Und hiesige Berühmtheiten sollten das dazu notwendige Psychofutter erbringen. Noch beim angeblichen Trauern reflektierte man deshalb im Interview-Quickie die tragischen Verstrickungen, die zum Ableben des geliebten Stars geführt hatten. Wirklich fast jeder deutsche Prominente, dem am Freitag eine Kamera vor die Nase gehalten wurde, legte sich als Kenner und Anhänger des Verstorbenen in Pose. Bei soviel eitel ausgestellter Expertise war man beinahe dankbar, zu später Stunde in der live gesendeten NDR-Talkshow Helge Schneider zum Thema des Tages sprechen zu hören: Michael Jackson? Habe der nicht “My Girl Lollipop” gesungen? Wer will, kann das zynisch nennen – gegen den Zynismus der meisten Fernsehmacher wirkten Schneiders Ausführungen allerdings geradezu pietätvoll. Schließlich ließ er dem berühmten Kollegen durch seine echte oder gespielte Ignoranz Raum, würdig abtreten zu können.

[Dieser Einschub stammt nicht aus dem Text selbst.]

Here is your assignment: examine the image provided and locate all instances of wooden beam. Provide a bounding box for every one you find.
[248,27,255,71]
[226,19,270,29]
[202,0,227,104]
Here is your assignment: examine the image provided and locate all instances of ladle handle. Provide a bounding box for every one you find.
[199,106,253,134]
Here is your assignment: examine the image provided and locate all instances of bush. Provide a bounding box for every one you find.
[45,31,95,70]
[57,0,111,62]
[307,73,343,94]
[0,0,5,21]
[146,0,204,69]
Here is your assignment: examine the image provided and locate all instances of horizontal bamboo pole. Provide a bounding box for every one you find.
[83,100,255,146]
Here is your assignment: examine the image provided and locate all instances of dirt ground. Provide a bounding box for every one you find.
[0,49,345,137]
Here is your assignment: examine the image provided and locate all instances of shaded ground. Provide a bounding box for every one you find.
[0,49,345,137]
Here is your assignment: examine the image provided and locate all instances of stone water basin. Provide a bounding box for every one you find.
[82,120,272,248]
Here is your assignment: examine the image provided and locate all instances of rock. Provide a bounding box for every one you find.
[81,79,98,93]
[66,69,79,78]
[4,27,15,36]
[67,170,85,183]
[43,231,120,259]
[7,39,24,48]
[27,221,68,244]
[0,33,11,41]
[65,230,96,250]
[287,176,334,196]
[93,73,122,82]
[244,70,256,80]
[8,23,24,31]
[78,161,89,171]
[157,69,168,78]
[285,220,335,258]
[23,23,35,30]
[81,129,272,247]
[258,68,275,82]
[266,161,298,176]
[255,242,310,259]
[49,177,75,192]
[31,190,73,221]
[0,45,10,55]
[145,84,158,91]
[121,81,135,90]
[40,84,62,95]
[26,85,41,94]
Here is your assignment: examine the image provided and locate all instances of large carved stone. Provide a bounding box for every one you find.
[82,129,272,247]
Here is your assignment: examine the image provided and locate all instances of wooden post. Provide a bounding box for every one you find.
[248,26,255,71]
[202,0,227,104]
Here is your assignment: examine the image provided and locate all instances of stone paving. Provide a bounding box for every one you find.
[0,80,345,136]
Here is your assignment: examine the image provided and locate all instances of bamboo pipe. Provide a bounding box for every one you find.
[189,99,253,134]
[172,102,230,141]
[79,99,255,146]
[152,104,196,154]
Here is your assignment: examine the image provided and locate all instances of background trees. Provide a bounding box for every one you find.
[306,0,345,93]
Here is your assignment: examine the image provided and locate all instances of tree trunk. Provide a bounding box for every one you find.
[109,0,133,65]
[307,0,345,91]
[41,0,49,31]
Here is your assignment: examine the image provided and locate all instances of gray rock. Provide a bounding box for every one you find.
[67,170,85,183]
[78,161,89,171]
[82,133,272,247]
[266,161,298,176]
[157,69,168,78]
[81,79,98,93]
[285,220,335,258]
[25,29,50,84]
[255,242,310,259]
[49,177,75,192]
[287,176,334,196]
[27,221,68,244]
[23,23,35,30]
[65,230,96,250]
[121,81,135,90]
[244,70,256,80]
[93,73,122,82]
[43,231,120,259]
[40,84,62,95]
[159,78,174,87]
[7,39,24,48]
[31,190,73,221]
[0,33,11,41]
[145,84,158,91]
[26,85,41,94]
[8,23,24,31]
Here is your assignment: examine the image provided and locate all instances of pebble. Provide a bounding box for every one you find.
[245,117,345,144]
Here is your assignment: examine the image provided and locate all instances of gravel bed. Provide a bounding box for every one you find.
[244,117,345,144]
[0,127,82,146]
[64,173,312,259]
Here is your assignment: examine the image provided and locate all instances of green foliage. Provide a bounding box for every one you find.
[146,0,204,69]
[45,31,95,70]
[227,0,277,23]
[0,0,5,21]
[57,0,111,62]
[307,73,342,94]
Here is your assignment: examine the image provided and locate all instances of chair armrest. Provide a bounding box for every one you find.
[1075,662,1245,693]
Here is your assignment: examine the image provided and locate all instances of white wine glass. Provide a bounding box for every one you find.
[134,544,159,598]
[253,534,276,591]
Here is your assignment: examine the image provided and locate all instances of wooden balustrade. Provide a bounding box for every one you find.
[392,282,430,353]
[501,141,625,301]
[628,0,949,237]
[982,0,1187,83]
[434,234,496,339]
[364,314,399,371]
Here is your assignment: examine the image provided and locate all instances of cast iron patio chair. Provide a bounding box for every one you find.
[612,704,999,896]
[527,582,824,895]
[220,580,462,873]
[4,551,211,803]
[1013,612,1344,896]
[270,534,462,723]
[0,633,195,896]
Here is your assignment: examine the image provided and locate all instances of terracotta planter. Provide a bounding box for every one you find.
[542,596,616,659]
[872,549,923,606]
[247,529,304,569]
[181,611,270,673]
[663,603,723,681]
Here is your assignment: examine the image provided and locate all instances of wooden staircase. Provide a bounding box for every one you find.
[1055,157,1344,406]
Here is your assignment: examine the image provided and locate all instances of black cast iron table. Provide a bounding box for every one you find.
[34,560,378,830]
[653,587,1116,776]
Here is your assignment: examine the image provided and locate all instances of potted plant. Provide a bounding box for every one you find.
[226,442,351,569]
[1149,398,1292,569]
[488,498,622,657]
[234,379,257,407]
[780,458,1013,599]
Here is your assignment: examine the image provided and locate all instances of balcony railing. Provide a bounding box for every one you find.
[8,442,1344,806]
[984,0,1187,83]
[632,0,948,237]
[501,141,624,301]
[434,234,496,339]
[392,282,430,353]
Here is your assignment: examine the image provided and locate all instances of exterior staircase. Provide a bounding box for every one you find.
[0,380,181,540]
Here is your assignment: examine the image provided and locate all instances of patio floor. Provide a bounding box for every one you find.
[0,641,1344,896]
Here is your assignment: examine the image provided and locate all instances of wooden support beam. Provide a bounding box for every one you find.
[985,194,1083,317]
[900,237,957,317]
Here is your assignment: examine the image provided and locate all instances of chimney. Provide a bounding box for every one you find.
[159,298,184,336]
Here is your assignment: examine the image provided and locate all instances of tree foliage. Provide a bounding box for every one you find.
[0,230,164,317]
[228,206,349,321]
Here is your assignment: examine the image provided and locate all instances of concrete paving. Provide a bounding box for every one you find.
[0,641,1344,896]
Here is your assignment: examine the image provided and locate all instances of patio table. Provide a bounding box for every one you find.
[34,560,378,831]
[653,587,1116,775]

Denn ganz ehrlich: Möchte man, dass Veronica Ferres einen nach dem eigenen Tod als “Genie” und “ewiges Kind” feiert? Möchte man, dass einen der Castingshow-Brutalo Detlev D. Soost als eine Art “Familienmitglied” beweint? Und möchte man gar vom ewigen Après-Ski-Einheizer DJ Ötzi (“Jeder hat ihn gerichtet, niemand war dabei”) moralischen Beistand nachgeworfen bekommen? Dies alles aber geschah in der von Frauke Ludowig moderierten “Exclusiv”-Spezialausgabe zur Primetime auf RTL.

Größte Trauershow seit Lady Di

Ganz nebenbei wurde da auch ein wichtiger Aspekt bei dem tragischen Abstieg Michael Jacksons deutlich: Wer solche Freunde hat, braucht natürlich keine Feinde mehr. Der Mann lag noch nicht auf dem Obduktionstisch des Gerichtsmediziners, da weideten ihn angeblich ganz nahestehende Personen psychoanalytisch vor den RTL-Kameras aus.

Ganz besonders hervor tat sich dabei Uri Geller, der die ödipalen Leiden seines Wahlverwandten ausplauderte. Weshalb der sich an die 50 Mal operieren ließ? Der Löffelbieger und Grob-Esoteriker wiederholte für RTL weihevoll, was ihm der andere einst im intimen Gespräch gesteckt haben sollt: Er wolle seinem Vater nicht ähnlich sehen. “Uri Geller!”, so habe der Musikerfreund irgendwann gebarmt, “ich bin ein sehr einsamer Mensch.” Bei den ARD-Tagesthemen legte der zurzeit schwer angeschlagene Zauberer dann noch mal publicityträchtig nach und bot weitere Infos aus Jacksons Innenleben feil.

Auch dieser wenig geschönte Kampf in der Aufmerksamkeitsökonomie erinnert fatal ans Sterben von Lady Di, an deren Titel “Prinzessin der Herzen” mediale Devotionalienhändler inzwischen Millionen verdient haben. Man muss Michael Jackson nicht geliebt haben, um nach so einem Fernsehabend traurig ins Bett zu gehen: Der König ist tot, die Hofschranzen verticken ihr Wissen.